Because of Winn-Dixie
Beethoven isn’t the only mischievous dog out there. When young Opal and her father move to a new town in Florida, Opal finds a Berger Picard wreaking havoc inside a Winn-Dixie grocery store. In order to prevent the dog from being sent to the pound, she claims him as her own and names him after the store. Because of Winn-Dixie tells the story of how the lively dog helps Opal make new friends and come to terms with the mother who abandoned her when she was a little girl. Just like the character from the book it’s based on, Winn-Dixie is an example of how one dog can amplify the lives of many different people, even in the face of life’s sadness.
Marley & Me
Lay down, Beethoven. There’s a new bad dog in town and his name is Marley. His story begins when he’s a puppy and follows him as he grows into the always-rambunctious pet of John and Jennifer Grogan, who learn to love him despite his every move resulting in some kind of trouble. Based on a true story, Marley & Me is a relatable crowd-pleaser for dog owners that is as comical as it is sob-inducing. It’s a gut-punch of a reminder to enjoy every moment with your furry friends while you still can. All good things must come to an end, but at least with Marley you can watch his story play out repeatedly in both his debut film and its prequel, Marley & Me: The Puppy Years.
A Dog’s Purpose
If you’ve ever wondered what your purpose in life is, you’re not alone. The main character in A Dog’s Purpose wonders the same thing, only his destiny spans multiple dog breeds, owners, and lifetimes. Voiced by Josh Gad, Bailey is a golden retriever pup on the verge of heatstroke when he’s rescued by a boy named Ethan. His life as Ethan’s dog is only the first part of Bailey’s tale — he’s reincarnated again and again, first as a German Shepherd, then as a corgi, a Landseer, and a St. Bernard/Australian Shepherd mix. When he re-enters Ethan’s life as the latter, the story comes full circle and Bailey’s true purpose is revealed. It’s a film that reminds us of the impact dogs can have in our lives and that their spirits stay with us long after they’re gone.

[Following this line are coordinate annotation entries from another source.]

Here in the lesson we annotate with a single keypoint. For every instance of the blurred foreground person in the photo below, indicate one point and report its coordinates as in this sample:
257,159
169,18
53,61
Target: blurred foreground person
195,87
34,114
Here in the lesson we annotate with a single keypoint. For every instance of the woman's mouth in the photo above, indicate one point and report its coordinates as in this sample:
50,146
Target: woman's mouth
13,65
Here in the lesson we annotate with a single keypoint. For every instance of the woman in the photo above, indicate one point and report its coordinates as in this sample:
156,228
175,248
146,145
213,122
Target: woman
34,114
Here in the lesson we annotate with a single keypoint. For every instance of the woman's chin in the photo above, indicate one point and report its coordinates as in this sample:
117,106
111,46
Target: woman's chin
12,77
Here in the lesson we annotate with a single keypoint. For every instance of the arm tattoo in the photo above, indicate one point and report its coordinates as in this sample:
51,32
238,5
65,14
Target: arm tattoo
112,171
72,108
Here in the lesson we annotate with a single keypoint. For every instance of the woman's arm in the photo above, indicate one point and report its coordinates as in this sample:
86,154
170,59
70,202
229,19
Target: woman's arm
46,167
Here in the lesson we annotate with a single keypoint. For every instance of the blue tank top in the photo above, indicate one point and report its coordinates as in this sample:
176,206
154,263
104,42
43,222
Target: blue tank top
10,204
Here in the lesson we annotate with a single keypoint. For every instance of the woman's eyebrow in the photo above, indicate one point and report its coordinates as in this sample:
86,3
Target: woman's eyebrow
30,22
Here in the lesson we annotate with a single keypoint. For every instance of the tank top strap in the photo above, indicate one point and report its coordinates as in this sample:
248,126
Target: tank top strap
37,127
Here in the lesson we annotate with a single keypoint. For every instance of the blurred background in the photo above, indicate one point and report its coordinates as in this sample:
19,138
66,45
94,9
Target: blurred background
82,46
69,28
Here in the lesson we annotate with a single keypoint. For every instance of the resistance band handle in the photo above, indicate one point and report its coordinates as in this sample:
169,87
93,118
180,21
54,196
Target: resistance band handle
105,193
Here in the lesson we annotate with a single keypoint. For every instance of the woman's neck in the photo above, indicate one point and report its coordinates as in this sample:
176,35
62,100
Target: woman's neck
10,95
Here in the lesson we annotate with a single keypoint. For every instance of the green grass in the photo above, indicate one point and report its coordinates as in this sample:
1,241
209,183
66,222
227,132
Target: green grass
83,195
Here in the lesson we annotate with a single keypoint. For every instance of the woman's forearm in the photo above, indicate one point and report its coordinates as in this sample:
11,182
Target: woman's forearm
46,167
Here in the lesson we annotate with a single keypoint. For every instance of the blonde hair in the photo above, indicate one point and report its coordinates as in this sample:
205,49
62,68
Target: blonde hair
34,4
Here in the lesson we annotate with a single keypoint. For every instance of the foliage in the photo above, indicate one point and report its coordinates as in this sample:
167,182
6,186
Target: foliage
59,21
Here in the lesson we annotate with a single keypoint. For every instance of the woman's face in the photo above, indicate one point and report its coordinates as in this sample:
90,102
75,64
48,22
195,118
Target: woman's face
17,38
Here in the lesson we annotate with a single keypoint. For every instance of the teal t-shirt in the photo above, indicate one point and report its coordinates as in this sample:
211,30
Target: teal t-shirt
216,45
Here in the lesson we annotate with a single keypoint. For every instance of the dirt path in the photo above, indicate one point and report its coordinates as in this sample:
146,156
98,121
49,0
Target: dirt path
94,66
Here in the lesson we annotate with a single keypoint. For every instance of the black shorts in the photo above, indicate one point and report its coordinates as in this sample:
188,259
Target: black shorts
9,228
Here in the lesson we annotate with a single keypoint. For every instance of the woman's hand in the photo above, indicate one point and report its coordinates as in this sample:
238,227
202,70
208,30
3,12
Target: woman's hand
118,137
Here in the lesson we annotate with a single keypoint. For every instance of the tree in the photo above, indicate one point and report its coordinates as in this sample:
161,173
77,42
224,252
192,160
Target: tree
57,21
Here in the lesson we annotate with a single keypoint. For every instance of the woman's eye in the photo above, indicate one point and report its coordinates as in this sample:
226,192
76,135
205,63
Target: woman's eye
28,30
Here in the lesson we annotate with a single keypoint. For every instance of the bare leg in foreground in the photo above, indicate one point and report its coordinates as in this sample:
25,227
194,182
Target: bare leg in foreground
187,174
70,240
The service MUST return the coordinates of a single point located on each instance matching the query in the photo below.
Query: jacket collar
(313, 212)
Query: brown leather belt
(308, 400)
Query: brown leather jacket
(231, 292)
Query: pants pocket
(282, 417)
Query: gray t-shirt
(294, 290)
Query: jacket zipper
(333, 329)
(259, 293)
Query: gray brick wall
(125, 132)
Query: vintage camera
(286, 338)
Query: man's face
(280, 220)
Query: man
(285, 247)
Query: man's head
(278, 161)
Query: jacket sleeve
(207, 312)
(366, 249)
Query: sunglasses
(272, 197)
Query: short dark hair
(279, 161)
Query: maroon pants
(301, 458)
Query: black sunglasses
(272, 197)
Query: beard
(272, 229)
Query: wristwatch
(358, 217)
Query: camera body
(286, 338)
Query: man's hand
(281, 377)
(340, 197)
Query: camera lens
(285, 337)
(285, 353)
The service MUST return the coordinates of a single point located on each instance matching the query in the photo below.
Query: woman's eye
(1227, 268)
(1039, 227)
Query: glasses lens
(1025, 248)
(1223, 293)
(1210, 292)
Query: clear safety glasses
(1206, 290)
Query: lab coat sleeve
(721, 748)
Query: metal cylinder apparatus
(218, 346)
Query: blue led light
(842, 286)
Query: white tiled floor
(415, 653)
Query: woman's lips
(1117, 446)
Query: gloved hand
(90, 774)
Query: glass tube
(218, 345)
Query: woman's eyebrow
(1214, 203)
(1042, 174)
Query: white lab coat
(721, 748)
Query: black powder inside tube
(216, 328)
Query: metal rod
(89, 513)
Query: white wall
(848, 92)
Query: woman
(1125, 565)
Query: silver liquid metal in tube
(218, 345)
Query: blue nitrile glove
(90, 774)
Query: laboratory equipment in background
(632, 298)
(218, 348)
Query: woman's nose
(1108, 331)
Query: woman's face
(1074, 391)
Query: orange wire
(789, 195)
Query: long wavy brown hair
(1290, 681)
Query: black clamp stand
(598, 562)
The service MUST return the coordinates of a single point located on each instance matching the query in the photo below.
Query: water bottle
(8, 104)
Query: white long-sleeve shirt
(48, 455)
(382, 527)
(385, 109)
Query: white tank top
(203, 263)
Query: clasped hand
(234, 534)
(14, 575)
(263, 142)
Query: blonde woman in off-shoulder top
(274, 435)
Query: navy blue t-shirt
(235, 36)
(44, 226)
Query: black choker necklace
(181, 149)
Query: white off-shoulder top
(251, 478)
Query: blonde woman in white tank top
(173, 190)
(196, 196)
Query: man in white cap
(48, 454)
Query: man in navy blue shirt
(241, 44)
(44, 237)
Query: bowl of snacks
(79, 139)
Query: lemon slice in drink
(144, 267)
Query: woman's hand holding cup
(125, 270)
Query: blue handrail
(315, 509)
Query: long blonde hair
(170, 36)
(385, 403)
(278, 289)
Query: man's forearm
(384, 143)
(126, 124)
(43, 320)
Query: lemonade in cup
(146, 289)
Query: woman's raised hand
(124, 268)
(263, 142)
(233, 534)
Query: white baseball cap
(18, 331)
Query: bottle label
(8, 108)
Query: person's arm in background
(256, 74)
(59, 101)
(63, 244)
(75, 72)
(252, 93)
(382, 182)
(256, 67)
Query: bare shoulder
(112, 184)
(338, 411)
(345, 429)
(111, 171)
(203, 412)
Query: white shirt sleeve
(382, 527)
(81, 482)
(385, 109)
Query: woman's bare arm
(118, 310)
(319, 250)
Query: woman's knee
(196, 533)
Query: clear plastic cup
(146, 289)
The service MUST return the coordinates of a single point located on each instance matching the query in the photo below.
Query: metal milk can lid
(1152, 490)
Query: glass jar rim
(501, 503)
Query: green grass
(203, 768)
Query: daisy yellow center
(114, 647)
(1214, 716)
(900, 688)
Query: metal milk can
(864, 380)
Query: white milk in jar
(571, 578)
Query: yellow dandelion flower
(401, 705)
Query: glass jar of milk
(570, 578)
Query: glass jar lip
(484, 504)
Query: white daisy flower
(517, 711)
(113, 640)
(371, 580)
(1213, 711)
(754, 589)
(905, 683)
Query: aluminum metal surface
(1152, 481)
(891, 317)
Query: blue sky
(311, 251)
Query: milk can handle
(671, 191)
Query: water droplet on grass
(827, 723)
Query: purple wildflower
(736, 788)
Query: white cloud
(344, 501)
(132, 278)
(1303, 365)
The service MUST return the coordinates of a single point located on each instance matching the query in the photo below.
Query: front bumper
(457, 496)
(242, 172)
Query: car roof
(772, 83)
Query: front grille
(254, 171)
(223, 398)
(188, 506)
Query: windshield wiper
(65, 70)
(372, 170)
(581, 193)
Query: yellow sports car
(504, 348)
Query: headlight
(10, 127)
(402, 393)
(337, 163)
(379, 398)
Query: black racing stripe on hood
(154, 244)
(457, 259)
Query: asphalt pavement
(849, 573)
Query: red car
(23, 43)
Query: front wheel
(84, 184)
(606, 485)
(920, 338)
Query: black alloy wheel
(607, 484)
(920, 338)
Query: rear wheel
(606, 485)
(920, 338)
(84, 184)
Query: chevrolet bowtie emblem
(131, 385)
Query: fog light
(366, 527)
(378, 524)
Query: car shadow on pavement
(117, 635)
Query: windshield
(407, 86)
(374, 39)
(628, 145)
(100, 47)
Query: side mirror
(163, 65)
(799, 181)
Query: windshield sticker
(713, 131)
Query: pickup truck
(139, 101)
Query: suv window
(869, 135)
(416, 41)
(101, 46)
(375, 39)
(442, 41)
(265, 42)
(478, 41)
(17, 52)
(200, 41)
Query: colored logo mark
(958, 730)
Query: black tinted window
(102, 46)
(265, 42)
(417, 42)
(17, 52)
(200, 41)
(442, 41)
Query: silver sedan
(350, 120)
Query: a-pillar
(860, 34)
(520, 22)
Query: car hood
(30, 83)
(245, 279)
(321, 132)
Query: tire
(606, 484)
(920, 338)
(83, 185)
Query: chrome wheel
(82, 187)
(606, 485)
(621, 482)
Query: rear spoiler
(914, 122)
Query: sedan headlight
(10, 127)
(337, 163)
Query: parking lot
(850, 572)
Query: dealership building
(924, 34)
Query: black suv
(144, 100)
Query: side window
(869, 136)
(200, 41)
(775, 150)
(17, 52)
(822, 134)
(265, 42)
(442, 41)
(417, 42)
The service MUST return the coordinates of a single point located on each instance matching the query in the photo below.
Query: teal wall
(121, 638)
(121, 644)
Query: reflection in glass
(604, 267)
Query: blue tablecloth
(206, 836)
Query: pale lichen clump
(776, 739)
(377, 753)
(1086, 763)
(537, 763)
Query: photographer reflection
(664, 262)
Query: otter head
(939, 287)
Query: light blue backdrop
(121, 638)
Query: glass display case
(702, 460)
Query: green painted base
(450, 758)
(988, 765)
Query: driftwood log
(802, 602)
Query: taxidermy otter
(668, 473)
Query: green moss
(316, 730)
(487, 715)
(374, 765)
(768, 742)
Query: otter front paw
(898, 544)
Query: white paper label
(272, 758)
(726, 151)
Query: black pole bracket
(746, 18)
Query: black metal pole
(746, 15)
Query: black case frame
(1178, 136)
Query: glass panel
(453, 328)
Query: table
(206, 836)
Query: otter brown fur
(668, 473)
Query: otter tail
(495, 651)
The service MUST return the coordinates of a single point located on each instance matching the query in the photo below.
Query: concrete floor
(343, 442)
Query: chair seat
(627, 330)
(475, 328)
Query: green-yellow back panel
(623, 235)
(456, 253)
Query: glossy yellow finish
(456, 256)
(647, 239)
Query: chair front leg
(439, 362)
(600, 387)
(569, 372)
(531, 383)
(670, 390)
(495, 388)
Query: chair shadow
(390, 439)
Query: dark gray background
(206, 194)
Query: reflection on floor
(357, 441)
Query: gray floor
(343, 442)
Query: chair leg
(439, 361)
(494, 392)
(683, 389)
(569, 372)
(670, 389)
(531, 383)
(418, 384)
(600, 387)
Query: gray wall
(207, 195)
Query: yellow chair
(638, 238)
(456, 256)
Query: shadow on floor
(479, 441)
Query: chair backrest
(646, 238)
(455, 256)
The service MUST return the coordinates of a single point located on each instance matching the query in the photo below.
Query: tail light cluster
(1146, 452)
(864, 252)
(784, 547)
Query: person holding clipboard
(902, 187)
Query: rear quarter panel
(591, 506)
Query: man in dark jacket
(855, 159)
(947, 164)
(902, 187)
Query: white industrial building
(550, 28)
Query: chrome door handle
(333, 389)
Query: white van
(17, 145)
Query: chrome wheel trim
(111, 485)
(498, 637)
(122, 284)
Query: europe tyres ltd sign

The Art of Racing in the Rain
The most recent dog film to tear out our hearts and stomp all over them, The Art of Racing in the Rain is the beautiful tale of a golden retriever named Enzo who knows that he was born to be a race car driver. His life with owner and best friend Denny is charted from start to finish, with Enzo believing that if he prepares himself properly, then he’ll be reincarnated as a racer in his next life. The book on which the film is based is told from Enzo’s perspective, and Kevin Costner’s narration in the film adds an extra heartwarming dimension to the already lovable character. Enzo proves that dogs can teach us a great deal about humanity and that the only way to weather the storms of life is with love in our hearts and our canine pals by our side.